David Davis has said Brexit will still go ahead even if MPs voted against an EU withdrawal deal.

The Brexit Secretary said any vote would not change the fact the UK was leaving the bloc, as a result of last summer's referendum.

Mr Davis also told MPs some unskilled migration was likely to continue after Brexit, adding Parliament would now have the power to set the UK's policy.

As Mr Davis made a statement in the Commons, Tory MP Alex Chalk (Cheltenham) asked: "You made clear in your speech that no deal is better than a bad deal.

"In the unlikely, I'm sure, event that we were to get a bad deal and the House were to vote against it, what would be the impact in terms of our status within the European Union?"

In reply, Mr Davis said: "The referendum last year set in motion a circumstance where the UK's going to leave the European Union. It won't change that.

"What we want to have is a vote so the House can be behind and support the policy, which we are quite sure they will approve of when we get there."

Later on, Mr Davis also confirmed unskilled migration was likely to continue after Brexit.

In response to a question from Tory MP James Cartlidge (South Suffolk), Mr Davis said: "He's right that a level of unskilled migration is likely to continue.

"Where from, how it's controlled, will all be a matter for the new immigration policy, which will be under the control of this House.

"That's the point that I keep returning to.

"My job is to return the policy here, and then it's the job of this House to make the right decision in the British national interest, and I'm sure we will."

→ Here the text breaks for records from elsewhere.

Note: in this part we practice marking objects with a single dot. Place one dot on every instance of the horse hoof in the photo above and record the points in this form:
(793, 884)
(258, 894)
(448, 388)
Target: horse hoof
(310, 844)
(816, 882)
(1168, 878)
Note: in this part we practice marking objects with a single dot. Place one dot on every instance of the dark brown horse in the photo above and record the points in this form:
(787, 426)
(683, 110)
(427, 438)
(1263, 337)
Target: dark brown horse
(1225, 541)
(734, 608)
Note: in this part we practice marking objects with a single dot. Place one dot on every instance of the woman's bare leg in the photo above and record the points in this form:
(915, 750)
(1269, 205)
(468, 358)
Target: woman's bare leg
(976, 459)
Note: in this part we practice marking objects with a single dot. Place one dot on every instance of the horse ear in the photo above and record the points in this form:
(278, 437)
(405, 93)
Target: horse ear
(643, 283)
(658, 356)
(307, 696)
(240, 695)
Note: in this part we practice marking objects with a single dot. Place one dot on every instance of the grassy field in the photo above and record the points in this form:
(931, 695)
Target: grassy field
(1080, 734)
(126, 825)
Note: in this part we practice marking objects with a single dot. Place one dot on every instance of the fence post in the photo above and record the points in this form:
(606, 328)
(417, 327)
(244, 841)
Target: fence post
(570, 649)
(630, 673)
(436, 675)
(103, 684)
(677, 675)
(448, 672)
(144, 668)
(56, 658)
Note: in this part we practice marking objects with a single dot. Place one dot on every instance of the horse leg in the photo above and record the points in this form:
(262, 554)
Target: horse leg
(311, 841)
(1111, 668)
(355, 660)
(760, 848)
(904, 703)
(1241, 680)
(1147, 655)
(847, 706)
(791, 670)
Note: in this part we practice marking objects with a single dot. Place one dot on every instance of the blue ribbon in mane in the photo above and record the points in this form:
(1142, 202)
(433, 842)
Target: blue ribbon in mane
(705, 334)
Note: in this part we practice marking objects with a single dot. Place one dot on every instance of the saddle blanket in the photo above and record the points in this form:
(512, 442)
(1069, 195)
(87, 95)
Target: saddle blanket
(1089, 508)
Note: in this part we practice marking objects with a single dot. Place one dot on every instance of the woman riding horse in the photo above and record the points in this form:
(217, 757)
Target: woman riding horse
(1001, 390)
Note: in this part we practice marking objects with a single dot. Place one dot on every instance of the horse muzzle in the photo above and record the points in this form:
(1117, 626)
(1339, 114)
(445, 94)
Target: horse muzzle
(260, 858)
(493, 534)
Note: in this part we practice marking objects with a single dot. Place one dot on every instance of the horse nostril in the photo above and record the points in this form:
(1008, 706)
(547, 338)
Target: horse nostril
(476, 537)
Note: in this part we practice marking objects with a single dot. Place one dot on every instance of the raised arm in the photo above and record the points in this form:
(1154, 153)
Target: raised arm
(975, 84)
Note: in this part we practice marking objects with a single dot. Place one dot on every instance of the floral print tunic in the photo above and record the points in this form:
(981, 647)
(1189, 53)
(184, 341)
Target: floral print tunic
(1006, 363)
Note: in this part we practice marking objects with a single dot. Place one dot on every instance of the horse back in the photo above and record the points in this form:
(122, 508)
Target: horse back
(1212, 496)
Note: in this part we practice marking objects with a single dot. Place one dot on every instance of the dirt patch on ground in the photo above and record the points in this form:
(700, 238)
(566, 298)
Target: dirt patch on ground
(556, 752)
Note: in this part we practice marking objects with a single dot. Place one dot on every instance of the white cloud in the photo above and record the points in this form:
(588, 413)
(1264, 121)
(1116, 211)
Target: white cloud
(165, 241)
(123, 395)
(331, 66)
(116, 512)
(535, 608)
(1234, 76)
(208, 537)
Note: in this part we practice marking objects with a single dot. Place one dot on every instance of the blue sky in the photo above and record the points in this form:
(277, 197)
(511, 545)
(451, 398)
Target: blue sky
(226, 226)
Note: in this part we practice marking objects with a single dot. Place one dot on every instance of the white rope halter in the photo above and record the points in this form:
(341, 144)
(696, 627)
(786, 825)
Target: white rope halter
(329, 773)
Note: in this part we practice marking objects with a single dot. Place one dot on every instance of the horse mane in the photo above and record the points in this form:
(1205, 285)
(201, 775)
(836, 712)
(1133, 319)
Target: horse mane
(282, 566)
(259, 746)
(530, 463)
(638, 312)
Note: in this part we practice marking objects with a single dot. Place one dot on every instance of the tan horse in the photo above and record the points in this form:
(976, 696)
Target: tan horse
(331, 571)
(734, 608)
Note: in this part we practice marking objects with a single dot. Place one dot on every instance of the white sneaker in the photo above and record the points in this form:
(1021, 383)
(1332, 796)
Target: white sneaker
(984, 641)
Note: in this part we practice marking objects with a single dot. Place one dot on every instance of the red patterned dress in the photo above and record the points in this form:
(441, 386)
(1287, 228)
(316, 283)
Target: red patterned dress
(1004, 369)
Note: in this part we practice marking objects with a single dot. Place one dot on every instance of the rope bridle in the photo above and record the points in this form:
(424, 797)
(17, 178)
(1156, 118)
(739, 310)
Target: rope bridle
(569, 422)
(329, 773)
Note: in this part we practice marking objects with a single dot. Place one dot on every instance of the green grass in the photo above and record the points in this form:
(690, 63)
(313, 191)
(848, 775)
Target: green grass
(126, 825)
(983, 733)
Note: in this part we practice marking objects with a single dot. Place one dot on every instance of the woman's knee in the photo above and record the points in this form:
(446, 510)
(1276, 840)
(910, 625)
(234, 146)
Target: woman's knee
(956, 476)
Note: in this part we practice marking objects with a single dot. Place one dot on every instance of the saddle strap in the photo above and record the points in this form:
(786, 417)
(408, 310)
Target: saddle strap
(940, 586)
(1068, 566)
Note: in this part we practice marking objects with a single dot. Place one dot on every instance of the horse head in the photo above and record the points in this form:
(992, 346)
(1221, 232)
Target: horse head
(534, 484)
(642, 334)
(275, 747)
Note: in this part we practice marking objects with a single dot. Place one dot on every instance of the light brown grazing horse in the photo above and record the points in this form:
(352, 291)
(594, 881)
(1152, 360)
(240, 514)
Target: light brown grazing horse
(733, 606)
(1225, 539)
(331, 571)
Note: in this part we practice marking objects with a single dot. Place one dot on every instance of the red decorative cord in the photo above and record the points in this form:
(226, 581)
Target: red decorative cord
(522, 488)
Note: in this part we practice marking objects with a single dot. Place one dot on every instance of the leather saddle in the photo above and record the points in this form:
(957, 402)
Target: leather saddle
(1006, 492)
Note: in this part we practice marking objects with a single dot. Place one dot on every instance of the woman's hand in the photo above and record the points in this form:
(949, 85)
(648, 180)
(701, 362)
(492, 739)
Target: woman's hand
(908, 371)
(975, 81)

Labour's Wes Streeting (Ilford North) took issue with the idea that "no deal is better than a bad deal".

"What he is not being clear about is that no deal is a bad deal," he said.

"Given the Chancellor told the Treasury committee that the Prime Minister should enter the negotiations with the widest possible range of options available, why has the Government today chosen to rule out the best possible deal with the European Union, which is membership of the single market, membership of the customs union and, as a result, free-flowing goods and trade with the largest single market in the world on our own doorstep and access for British businesses to half a billion customers?"

Mr Davis replied: "I don't know where you were on the 23rd of June but the British people pretty much rejected that."

The SNP's Callum McCaig (Aberdeen South) poked fun at Mr Davis's negotiating skills.

He said: "No deal is better than a bad deal? I'm slightly perplexed by this.

"How could a negotiated deal possibly be worse than something that the Secretary of State refers to as a cliff edge?

"Is he really that bad at negotiation?"

Mr Davis was also asked how quickly the UK will be able to replace trade deals which the EU is in the process of finalising.

He said: "The expectation is for many of the deals, the most important ones for us, we will get, as it were, an immediate transfer and then we will start talking about improving the deals between us.

"Not all of the European trade deals have actually been that beneficial for Britain and some of these we could certainly improve."

The Brexit Secretary was also confident about securing trade deals once the UK leaves the EU.

He told MPs that Britain was currently constrained by rules that meant it could not do anything that jeopardises the European Union.

He added: "If the European Union currently has a trading deal in negotiation, we have to be very careful about how we impact on that, and of course we can't actually sign until the day we leave.

"But I've got a very strong suspicion that there will be a lot of things ready to sign that very next day."

Under questioning by MPs, Mr Davis appeared to rule out bringing forward a white paper outlining the Government's Brexit strategy.

The Brexit Secretary also announced in the Commons that he would be inviting regional mayors to have a discussion about Brexit after the local government elections in May.

Mr Davis suggested that Britain would be pursuing a unique new trading deal with the EU.

He told Labour's Stella Creasy (Walthamstow): "We have said from the beginning the relationship, the new partnership we want to have with the European Union will be unique, it will be brand new.

"It is unique in many ways, let me give her one example.

"In the trade deal that we're seeking to arrive at, we will be at the same standards of production, same standards applying to all of Britain that applies to the European Union now.

"There is no other trade deal in the world like that.

"The same thing applies to customs agreement.

"We are in a position where currently we have no customs barriers, why should we not have a completely frictionless one once we get to the end of the deal?"